People in the modern world are tired. While stress, lack of physical exercise, and a complete dismissal of “at least eight hours of sleep a night” are contributors, most people wouldn’t think of blaming their blood. But for 3.4 million Americans, being tired is one of a host of symptoms— including headaches, pale skin, rapid heartbeat, shortness of breath, not to mention apathy and irritability—that collectively point to “tired blood,” more accurately known as anemia.
By Ashley Miller
Derived from the Greek word anaimía, meaning “lack of blood,” anemia occurs when a person’s blood has low levels of healthy red blood cells. But while there are over 400 types of anemia, iron-deficiency anemia (IDA) is the most common, accounting for half of all anemia cases, and is far more prevalent in women than men.
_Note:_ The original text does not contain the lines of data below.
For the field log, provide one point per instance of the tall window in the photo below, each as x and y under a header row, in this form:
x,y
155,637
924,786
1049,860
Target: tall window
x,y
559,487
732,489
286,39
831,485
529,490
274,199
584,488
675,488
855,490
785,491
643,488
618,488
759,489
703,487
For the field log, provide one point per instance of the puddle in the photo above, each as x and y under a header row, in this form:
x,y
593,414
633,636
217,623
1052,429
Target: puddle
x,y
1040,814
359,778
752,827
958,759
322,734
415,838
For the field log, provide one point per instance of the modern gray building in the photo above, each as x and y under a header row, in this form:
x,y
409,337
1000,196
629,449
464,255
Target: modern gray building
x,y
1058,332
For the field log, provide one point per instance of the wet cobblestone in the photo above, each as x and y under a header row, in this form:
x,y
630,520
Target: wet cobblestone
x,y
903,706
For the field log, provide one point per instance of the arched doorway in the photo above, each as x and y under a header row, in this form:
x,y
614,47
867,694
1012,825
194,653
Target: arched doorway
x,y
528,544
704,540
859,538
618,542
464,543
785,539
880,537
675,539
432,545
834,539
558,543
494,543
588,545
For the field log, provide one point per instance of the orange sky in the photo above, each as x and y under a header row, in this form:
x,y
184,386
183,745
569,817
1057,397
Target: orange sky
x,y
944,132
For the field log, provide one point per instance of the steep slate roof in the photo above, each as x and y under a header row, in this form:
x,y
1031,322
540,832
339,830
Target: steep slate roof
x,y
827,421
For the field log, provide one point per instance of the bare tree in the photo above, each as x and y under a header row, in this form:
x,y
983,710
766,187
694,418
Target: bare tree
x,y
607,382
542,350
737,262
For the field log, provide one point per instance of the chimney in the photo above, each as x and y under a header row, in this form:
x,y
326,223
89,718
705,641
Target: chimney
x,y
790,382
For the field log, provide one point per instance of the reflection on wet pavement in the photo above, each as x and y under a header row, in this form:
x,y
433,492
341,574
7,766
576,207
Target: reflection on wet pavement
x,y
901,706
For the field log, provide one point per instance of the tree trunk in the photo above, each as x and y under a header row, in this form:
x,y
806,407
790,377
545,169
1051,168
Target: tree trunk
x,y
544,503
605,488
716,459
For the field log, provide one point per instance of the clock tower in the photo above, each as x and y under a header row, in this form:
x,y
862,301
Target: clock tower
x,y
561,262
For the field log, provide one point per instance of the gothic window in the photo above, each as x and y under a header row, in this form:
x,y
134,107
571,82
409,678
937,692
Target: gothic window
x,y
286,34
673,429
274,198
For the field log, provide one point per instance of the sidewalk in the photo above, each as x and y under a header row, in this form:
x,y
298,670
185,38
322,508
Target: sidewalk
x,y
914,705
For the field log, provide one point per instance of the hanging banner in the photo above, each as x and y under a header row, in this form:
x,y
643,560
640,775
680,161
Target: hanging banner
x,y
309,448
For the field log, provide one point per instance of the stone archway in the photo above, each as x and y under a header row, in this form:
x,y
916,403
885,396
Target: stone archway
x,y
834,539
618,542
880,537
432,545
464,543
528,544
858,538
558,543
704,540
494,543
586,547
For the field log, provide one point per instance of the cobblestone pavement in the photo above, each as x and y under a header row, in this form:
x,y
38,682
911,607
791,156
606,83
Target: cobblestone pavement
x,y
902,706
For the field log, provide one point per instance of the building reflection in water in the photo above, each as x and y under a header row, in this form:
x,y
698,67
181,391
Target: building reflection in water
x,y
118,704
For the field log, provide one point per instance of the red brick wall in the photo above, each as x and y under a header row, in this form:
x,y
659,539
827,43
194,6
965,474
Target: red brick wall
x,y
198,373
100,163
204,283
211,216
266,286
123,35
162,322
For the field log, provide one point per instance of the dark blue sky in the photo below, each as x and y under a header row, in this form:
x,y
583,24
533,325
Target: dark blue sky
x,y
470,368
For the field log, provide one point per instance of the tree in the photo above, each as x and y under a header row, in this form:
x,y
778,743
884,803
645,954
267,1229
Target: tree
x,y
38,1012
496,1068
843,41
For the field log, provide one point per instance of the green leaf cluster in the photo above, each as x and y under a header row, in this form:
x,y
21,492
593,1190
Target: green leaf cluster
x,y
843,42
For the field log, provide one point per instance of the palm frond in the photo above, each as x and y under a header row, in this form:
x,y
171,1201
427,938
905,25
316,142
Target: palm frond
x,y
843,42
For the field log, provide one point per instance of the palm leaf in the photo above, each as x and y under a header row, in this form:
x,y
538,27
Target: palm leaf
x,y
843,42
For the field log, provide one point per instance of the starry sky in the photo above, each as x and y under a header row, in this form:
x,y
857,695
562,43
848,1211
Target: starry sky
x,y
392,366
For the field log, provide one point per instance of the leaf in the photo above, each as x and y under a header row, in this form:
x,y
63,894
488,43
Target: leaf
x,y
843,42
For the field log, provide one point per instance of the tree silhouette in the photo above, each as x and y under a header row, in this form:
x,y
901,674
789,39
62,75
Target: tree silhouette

Iron-deficiency anemia occurs when a woman has insufficient stores of iron, which help the body manufacture hemoglobin, an iron-rich protein that enables red blood cells to carry oxygen to all parts of the body. “If the body doesn’t have iron to make hemoglobin, red blood cells are actually formed incorrectly,” says Dr. Synthia Beeler, a general practitioner with Hamilton Family Medicine. “They’re smaller and paler in color.” Consequently, oxygen doesn’t travel as easily from the lungs to the body’s tissues, causing fatigue and the myriad of other problems associated with anemia.